Young Hyun wrote:
Here's what the program does. It reads a binary file containing a large number of varying-length structured records. [...]
Unless I'm badly mistaken, nothing about fixArts suggests that it would leak memory. So, it would appear parseArts is somehow to blame for the memory leak, but this is where it gets weird.

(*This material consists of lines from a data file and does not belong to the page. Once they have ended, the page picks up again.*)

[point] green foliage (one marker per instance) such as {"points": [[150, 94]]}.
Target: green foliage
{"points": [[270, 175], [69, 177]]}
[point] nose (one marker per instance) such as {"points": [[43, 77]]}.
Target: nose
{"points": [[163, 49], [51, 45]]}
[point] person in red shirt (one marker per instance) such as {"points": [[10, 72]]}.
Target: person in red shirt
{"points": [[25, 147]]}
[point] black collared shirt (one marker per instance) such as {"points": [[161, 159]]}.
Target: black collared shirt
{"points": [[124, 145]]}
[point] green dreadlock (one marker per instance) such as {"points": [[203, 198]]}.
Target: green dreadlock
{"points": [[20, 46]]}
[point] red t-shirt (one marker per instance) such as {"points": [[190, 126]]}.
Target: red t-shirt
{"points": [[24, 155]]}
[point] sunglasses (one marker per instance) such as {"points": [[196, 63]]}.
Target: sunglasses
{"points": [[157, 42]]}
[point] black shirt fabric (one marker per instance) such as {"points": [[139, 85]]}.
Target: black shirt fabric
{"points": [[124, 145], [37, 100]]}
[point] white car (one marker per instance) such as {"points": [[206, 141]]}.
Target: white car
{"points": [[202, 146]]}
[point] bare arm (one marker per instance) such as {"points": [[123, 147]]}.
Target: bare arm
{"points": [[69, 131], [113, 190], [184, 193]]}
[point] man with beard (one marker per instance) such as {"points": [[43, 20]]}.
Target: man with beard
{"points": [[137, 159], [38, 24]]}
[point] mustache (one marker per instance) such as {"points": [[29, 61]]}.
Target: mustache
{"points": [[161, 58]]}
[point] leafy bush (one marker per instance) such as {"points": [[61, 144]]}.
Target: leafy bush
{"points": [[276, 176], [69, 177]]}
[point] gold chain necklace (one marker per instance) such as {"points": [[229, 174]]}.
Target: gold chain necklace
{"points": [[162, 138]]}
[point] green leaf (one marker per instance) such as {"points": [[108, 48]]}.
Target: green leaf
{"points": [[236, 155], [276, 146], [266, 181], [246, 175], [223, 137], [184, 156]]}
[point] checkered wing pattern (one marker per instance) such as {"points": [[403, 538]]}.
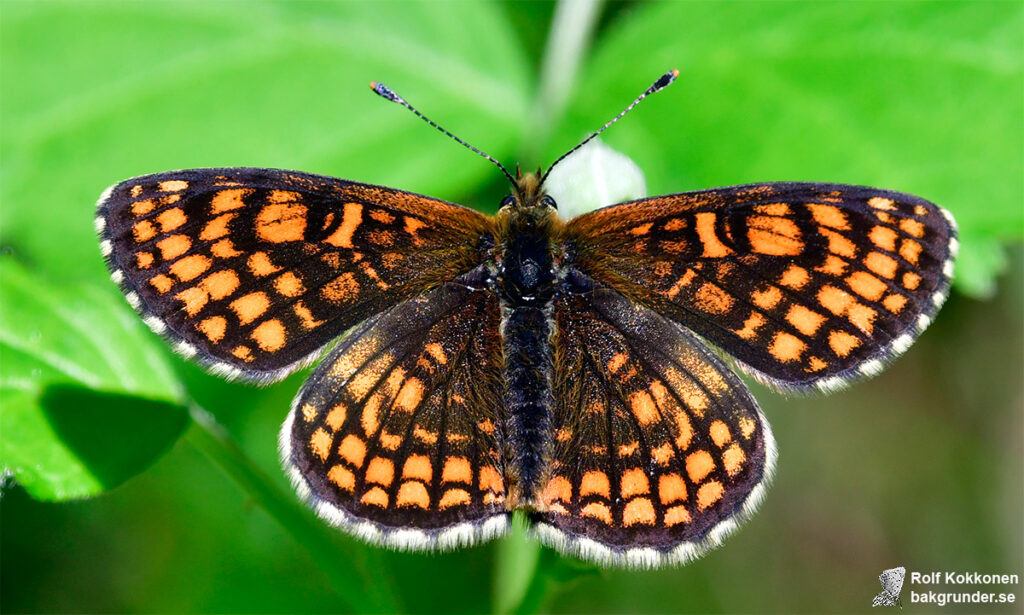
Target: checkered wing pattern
{"points": [[806, 284], [395, 436], [659, 449], [254, 270]]}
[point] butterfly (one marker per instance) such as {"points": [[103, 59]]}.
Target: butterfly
{"points": [[519, 361], [892, 583]]}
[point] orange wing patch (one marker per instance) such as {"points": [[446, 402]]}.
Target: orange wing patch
{"points": [[254, 270], [630, 381], [410, 450], [806, 284]]}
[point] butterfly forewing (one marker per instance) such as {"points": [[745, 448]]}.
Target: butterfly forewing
{"points": [[659, 449], [804, 283], [396, 435], [254, 270]]}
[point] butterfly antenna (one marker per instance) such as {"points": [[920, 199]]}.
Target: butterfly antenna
{"points": [[386, 92], [662, 83]]}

If I just slightly change fixArts (see below), then I no longer get a memory leak (the process size stays at just over 3MB):
fixArts ((Right x):xs) = do hPutArts stderr x fixArts xs
Most likely you think, your parser is building small datat structures, when in reality it builds large and complicated suspended computations, that never run and just take up space. As soon as you demand their result (hPutArts does this), they run and free up the space. GHC itself cannot help you much. Maybe it *could* determine that all these results are really demanded eventually and it won't hurt to compute them earlier, but in practice this is too hard to do. You'll need to give some hints. You should change the fields in your record to strict types (!Integer instead of Integer) and you should force evaluation of these structures by placing a `seq' at the appropriate place. Unfortunately, finding this place is not easy. Probably the best way is to simulate lazy evaluation in your head and see where it goes wrong.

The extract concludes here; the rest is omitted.